The new year brings a new president and a new Congress. It will also bring new judges into the federal judiciary at all levels, very likely including the U.S. Supreme Court.

The Independent Women’s Forum is preparing for many battles as the President and 107th Congress turn their attention to judicial nominations. If you think the 2000 election was controversial and contentious, just wait ’til a Supreme Court seat becomes vacant!

Indeed, if there is any lesson from Election 2000, it is that judges are potentially the most powerful actors in the U.S. system of government. How judges should properly exercise their power is a point of radical and crucial disagreement in America today. On either side of the ideological schism stand diametrically opposed views of judicial power: activism vs. restraint.

“Activist” judges believe they are not bound by the letter of the law but instead may fashion their opinions and orders to “do justice” as they see fit. As Al Gore stated during the campaign: “Each new generation has to search for the deeper meaning of the Constitution, breathe life into it.”

“Restrained” or “strict constructionist” judges feel obliged to interpret the law only and not attempt to shape it in order to reach a preferred result. As George W. Bush put it, “The Constitution should be interpreted for what it is, what it says, not for what somebody hopes it says.”

Proponents of judicial activism believe that race, class, and gender should be used, not only to select judges but also to determine case outcomes. Those who endorse judicial restraint, on the other hand, reject the idea that any judge should or would allow such factors (or worse, his or her personal background) to dictate legal results.

The clash of activism vs. restraint is at the center of the judicial nomination battles of the past-and the future. Those who believe judges should make law and “do justice” have a keen interest in the personal beliefs and politics of judicial nominees. They support candidates who agree with them on political issues and oppose candidates who they feel are not in accord with their political beliefs.

In effect, because one side regards judges as lawmakers, every judicial nomination tends to become a mini-election. Candidates are assessed not for their legal competence and unbiased judicial temperament, but for which political side they are likely to favor in cases that may come before them.

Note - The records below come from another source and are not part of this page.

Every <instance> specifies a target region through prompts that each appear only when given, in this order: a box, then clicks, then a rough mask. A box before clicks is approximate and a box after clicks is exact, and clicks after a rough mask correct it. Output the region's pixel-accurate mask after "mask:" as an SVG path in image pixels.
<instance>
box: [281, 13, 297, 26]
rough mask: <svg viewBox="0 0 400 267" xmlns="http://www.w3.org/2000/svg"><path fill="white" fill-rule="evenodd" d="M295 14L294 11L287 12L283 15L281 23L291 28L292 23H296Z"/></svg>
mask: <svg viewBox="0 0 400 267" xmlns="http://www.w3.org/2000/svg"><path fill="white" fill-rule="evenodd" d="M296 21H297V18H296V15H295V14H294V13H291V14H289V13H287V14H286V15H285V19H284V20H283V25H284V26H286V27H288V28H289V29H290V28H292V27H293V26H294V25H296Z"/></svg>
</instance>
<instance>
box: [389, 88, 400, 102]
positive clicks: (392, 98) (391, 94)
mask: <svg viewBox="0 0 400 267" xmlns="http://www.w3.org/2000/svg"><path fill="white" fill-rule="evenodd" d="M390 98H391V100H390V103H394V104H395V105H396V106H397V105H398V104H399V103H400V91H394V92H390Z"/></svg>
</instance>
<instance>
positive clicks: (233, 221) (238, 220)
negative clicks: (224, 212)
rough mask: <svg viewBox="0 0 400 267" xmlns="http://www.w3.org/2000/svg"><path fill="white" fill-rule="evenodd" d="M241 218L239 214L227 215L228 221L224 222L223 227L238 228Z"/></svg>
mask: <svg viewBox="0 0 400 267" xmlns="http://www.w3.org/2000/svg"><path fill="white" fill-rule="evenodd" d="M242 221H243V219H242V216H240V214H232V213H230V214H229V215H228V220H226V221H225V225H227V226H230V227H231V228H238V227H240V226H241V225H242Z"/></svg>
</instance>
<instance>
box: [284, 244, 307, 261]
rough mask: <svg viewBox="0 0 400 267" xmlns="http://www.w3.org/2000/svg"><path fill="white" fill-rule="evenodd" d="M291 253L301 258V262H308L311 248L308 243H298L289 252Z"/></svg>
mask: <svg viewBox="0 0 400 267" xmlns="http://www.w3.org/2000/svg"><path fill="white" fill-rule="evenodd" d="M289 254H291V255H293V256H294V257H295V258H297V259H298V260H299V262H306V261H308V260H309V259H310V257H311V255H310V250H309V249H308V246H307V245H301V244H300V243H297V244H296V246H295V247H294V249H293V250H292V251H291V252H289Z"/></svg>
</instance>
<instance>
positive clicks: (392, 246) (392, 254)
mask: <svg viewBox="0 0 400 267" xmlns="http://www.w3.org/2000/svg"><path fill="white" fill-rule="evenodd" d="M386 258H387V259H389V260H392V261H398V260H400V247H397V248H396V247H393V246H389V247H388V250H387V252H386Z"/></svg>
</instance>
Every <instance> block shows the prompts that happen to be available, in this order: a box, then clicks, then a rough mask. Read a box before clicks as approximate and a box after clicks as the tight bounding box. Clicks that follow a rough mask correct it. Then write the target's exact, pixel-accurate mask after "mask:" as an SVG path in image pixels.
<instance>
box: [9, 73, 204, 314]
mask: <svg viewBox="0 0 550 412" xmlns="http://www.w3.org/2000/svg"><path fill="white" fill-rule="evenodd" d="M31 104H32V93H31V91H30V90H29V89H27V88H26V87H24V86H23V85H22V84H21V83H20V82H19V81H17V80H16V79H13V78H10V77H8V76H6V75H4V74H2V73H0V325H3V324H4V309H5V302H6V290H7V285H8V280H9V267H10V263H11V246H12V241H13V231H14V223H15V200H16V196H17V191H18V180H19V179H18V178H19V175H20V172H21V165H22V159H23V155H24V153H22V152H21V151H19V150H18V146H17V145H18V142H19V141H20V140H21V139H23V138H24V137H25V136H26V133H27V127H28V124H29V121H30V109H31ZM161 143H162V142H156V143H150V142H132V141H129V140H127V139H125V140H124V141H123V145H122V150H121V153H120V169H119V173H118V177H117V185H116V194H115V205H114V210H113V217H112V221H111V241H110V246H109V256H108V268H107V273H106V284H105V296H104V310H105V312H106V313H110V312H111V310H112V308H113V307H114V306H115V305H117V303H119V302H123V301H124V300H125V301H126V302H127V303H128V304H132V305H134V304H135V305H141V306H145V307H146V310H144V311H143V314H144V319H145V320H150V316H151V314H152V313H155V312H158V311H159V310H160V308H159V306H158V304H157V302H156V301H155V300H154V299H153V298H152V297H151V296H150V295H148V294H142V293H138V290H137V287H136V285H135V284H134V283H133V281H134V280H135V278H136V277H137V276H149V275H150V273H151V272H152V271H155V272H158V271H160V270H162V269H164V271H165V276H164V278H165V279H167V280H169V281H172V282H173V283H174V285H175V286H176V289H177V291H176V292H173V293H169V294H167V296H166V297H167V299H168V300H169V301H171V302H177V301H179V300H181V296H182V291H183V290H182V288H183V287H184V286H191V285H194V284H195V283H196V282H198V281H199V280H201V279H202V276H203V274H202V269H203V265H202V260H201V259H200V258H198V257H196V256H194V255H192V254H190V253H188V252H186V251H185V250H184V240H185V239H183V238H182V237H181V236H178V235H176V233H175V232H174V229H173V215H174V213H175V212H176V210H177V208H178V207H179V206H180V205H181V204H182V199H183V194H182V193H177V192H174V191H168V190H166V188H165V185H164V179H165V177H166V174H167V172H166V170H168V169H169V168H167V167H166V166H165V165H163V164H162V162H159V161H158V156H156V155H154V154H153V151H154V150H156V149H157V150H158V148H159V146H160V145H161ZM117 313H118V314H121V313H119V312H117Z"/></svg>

Unlike a regular elected office, the “winner” of a federal judicial appointment gains a job for life. Life can last a long time. Still active today are two judges appointed by the Kennedy and Johnson administrations, almost 40 years ago! Clinton administration appointees now constitute 46.6 percent of the active federal judiciary, outnumbering the combined totals of active Reagan and Bush appointees.

Today, as the Clinton administration ends, there are about 66 empty federal court seats. The Republican-majority Senate allowed 37 Clinton nominations (including 5 put forward very late in the session) to expire at the end of the 2000 session. (For comparison, at the end of the Bush administration in 1993, the then Democrat-controlled Senate allowed 59 pending Bush nominations to expire among a total of 110 federal judicial vacancies.)

The new administration will nominate judges to fill the current 66 open seats, as well as others that continually arise as judges retire, resign, die, are promoted, or (in very rare cases) are removed. Because of the enormous power a federal judge may wield, and because they serve for life, long after the president who appointed them is gone, both parties have a great stake in putting their stamp on the federal judiciary.

In this and the coming years, federal judicial nominations will be closely watched and fiercely contested by all sides. The Independent Women’s Forum, as always, will be ready to defend and promote the Rule of Law against the Rule of Politically Motivated Judges.